L’agriculture biologique est un système de gestion de la production agricole basé sur l’amélioration de la santé des agroécosystèmes, qui comprend les cycles biologiques, la biodiversité et l’activité biologique des sols. L’une de ses principales singularités est qu’elle se concentre sur la bonne utilisation des pratiques de gestion agricole, en adaptant localement les pratiques aux conditions de chaque région. Les agricultures biologiques présentent de nombreux avantages. Lesquels ?

L’agriculture biologique contribue à la santé des sols

L’alimentation biologique attire l’attention d’un nombre croissant de consommateurs, car elle est perçue comme un choix éthique et sain. Cependant, ses avantages ne s’arrêtent pas là, car les pratiques d’agriculture biologique présentent de nombreux avantages pour la durabilité environnementale. La base pour obtenir des aliments sains est d’obtenir un sol sain. Les pratiques agricoles naturelles, qui n’utilisent ni pesticides ni produits chimiques, favorisent la prospérité de sols sains. Par rapport aux sols traités chimiquement, les sols organiques riches en compost peuvent non seulement abriter 10 fois plus de bactéries utiles, mais ils offriront, également, une bien plus grande diversité. L’agriculture biologique utilise la matière organique comme base de fertilisation. Cela a deux conséquences directes. D’une part, une amélioration de la circulation de l’eau et de la croissance des racines, ce qui favorise le développement des cultures et des plantes.
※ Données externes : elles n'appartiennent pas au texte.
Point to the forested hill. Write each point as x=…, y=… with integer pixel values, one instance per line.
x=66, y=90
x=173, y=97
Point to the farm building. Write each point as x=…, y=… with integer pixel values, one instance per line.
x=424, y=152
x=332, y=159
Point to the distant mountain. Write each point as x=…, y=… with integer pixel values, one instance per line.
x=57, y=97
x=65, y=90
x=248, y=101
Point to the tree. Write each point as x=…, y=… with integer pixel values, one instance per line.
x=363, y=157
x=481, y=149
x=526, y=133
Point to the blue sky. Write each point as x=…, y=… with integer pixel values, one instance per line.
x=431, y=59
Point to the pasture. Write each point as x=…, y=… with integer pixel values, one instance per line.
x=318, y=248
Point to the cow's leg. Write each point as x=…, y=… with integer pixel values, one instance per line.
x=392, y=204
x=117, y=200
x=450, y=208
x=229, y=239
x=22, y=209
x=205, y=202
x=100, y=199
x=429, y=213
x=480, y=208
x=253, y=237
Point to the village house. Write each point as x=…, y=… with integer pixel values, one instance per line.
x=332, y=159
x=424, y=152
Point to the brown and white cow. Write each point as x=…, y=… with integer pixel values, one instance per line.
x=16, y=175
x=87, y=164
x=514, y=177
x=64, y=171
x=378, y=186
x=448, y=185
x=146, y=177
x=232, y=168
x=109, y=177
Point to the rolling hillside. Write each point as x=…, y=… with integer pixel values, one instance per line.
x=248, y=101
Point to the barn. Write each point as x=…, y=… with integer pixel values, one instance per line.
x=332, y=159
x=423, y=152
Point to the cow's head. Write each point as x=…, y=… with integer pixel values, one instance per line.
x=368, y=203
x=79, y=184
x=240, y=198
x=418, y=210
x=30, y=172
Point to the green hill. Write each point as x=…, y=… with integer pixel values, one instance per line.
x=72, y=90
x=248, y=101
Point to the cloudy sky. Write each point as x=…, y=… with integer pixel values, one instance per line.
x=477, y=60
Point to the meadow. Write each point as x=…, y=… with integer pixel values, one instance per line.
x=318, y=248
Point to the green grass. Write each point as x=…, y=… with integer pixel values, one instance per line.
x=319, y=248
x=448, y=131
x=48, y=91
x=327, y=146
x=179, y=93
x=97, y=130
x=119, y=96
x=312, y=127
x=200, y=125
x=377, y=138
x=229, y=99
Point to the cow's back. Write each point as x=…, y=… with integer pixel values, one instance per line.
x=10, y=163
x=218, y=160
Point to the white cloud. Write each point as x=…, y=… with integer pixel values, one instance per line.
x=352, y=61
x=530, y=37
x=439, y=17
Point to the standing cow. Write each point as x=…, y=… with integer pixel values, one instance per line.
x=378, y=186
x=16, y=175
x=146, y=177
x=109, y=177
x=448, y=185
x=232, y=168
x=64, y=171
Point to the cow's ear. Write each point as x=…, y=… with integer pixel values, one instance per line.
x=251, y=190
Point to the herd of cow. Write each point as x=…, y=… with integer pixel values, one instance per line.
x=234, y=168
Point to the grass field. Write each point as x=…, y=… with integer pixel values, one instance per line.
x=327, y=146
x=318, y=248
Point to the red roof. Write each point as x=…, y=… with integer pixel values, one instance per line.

D’autre part, l’augmentation de la fertilité chimique du sol, qui se traduit par la teneur en éléments nutritifs que les cultures utilisent pour pousser.

Moins d’expositions aux pesticides et produits chimiques

L’agriculture biologique empêche la résistance aux maladies présentées par les plantes, les mauvaises herbes et les insectes, qui se nourrissent de bactéries, de champignons et de plantes, en raison de l’utilisation de pesticides. De plus, les produits chimiques peuvent contaminer les sols, les réserves d’eau et l’air, parfois pendant de nombreuses années. L’agriculture écologique empêche l’érosion en évitant les problèmes environnementaux nocifs, en plus de s’appuyer sur la rotation des cultures et les cultures de couverture. Pour garantir les produits adaptés à une utilisation en agriculture biologique, il existe des organismes de contrôle et de certification qui approuvent les produits autorisés pour cela. L’agriculture biologique nécessite moins d’irrigation et contribue donc à la conservation de l’eau. Les agriculteurs qui utilisent cette pratique développent une modification du sol de manière appropriée, par exemple avec l’utilisation de paillis, ce qui permet, également, de conserver l’eau.

réduction des effets du réchauffement climatique.

L’agriculture biologique aide non seulement à préserver davantage de zones d’habitat naturel, mais encourage, également, les oiseaux et autres prédateurs naturels à vivre heureux sur les terres agricoles, ce qui contribue à la lutte naturelle contre les parasites. En complément des pratiques de l’agriculture biologique, on trouve des fermes biologiques avec des pâturages propres et sans produits chimiques, ce qui rend les animaux plus résistants aux maladies. L’agriculture biologique favorise la biodiversité. Ce dernier présent dans une plantation donne la mesure de la stabilité de ses cultures et de sa rentabilité. L’agroécologie encourage cette biodiversité à être élevée, ce qui augmente la résistance des champs aux maladies, aux ravageurs et à l’action des intempéries. Un système d’agriculture biologique bien appliqué aide à réduire les effets du réchauffement climatique et à atténuer le changement climatique, car il réduit les émissions de trois types de gaz : le dioxyde de carbone (CO2), le méthane (CH4) et l’oxyde nitreux (N2O). L’une de ses caractéristiques principales de l’agriculture biologique est dans la rotation des cultures. En effet, il a été prouvé qu’elle aide à prévenir des pertes d’azote dans l’atmosphère et elle génère une augmentation de la biomasse racinaire. En revanche, si l’agriculture bio trouve une réponse positive de la part des consommateurs, elle rend inutile la production d’aliments en assumant des efforts énergétiques élevés ou en les transférant depuis des pays lointains, avec l’impact environnemental conséquent que cela implique.